Fred Taylor

Personal information
- Full name: Frederick Taylor
- Place of birth: Halesowen, England
- Height: 5 ft 8 in (1.73 m)
- Position(s): Inside forward

Senior career*
- Years: Team / Apps / (Gls)
- 1910: Stourbridge
- 1910–1911: Hull City / 0 / (0)
- 1911–1912: Wellington Town
- 1912–1913: Southampton / 13 / (2)
- 1913–1915: Barrow

= Fred Taylor (footballer, born 1890) =

Edwardian footballer (1890–?)

Frederick Taylor was an English professional footballer who played at inside-forward for various clubs in the period prior to the First World War.

==Football career==
Taylor was born at Halesowen, Worcestershire (now West Midlands) and started his professional football career in January 1910 with Stourbridge, playing in the Birmingham & District League. In the summer of 1910, he moved to Yorkshire to join Hull City of the Football League Second Division, where he spent a year in the reserves, failing to break into the first-team.

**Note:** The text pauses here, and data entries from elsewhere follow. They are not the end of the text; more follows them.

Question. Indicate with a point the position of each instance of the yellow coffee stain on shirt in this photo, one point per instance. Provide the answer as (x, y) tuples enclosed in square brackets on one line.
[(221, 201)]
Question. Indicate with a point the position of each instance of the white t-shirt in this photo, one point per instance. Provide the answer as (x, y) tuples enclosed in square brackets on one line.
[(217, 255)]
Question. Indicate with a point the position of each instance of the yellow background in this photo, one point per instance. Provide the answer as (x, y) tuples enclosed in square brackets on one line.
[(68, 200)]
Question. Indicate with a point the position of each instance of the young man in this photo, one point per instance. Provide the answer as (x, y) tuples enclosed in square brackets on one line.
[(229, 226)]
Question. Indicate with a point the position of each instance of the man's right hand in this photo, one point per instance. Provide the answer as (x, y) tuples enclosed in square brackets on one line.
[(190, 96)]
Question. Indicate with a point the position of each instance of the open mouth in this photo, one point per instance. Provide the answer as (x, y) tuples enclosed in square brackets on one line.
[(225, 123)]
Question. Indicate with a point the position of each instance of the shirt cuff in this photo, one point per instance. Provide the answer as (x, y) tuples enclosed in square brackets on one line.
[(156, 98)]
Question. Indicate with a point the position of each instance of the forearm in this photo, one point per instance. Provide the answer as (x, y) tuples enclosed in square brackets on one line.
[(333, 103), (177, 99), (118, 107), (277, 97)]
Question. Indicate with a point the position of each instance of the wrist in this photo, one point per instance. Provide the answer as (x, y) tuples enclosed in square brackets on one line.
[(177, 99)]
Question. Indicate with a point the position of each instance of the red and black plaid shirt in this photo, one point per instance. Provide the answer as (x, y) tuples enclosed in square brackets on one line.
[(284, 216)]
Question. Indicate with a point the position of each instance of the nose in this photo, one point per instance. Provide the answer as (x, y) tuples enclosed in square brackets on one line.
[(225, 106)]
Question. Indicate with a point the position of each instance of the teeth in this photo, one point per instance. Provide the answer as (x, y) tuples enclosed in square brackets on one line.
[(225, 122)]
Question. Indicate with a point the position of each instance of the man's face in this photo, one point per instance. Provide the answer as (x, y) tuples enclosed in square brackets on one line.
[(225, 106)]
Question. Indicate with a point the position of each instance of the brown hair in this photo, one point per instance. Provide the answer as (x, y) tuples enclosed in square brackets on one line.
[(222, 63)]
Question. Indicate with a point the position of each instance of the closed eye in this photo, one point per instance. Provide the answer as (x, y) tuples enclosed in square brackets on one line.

The 1911 close-season saw a move back to Shropshire and the Birmingham & District League, when Taylor joined Wellington Town. During the 1911–12 season, he gained a reputation as a prolific scorer with 27 goals. This brought him to the attention of several larger clubs, including Coventry City. In the summer of 1912, Coventry City's trainer, Jimmy McIntyre, moved to Southern League rivals, Southampton as trainer under secretary Ernest Arnfield. On arrival at The Dell, McIntyre recommended Taylor to his new club, who signed him ready for the 1912–13 season.

Taylor made his debut for the "Saints" in the opening match of the season, playing at inside-right in a 2–2 draw with Northampton Town on 4 September. Taylor found the pace at first-class level much faster than in non-league football and after only one goal in eleven games, he lost his place to another new signing, Fred Turnbull. Taylor made two further appearances, scoring once more, but spent the remainder of the season playing in Southampton's Southern Alliance team, scoring four goals from twelve appearances.

In the summer of 1913, he moved to Lancashire to join Barrow, then playing in the Lancashire Combination.